3. Internet Service consumers who have DSL connections are more likely to discontinue. There may be competitors providing better service than DSL internet and customers discontinue to opt for better quality service with another provider. The company can check if it can offer DSL service alternatives and retain those customers. It is likely that in certain areas the company offers only DSL internet service with no availability of alternatives. The company should plan for upgrading existing DSL customers to fiber options or another better internet technology. As seen in the interpretation of the coefficient section, upgrade to the fiber option reduces the odds ratio by 88.92%. Surprisingly, customers with no internet service are less likely to discontinue the service than customers with DSL internet connections. If someone switches from DSL to no internet, the odds ratio goes down by 46.21%.

4. Customers who are new and haven’t spent much time with the company are more likely to discontinue the service. It is possible that the company offers good deals during the first year of service and increases prices afterward. Data shows the customers discontinuing the service have a mean of around 13.5 months. Possible expiration of offer or discount prices at the end of the first year of service and increased cost of service after the first year can be a reason for customers moving out. The company can proactively work on retaining those customers who are completing their first year by sending them new offers or extending the discounts for them. As seen in the interpretation of the coefficient section, with every extra month passing in service, the odds ratio for discontinuation goes down by 11.23%. Keeping customers longer with the company can help reduce churn.

5. Adding a phone line can reduce the odds ratio by 30.93%. The company should try to get more customers to sign-up for phone service if they can, as it increases customer retention.

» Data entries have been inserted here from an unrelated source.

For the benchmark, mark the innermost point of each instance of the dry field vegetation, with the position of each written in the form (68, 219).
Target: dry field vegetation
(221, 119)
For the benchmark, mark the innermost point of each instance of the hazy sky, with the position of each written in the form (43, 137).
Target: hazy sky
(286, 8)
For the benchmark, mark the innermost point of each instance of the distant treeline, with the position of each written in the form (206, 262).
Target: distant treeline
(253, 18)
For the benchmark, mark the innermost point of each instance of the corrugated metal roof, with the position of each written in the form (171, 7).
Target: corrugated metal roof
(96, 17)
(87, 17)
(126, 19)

6. Streaming customers seem to have a high churn rate. It is important to understand what is causing the churn in those customers. It could be that they are not satisfied with the service quality. In general, streaming requires a high-speed connection with no drops in connectivity. Further analysis should be done to understand the issues with streaming customers. Knowing that streaming customers are more likely to discontinue, the company should proactively work with the customer to eliminate the cause of their dissatisfaction and resulting churn.

7. The churn rate with “Techie” customers is high. Further investigations can be performed to understand what those tech-savvy customers don’t like about the overall service. It could be due to hard-to-use technology or technology being poorly designed or possibly less freedom to control, tweak or change the service parameters reducing the tech appeal or poor website performance or any other possible reason which tech-savvy customers don’t like. With proactive steps and changes, the company can retain these tech-savvy customers better.

So, as you can see here, we did a comprehensive analysis of customer churn data using Logistic Regression to gain insights into customer behavior.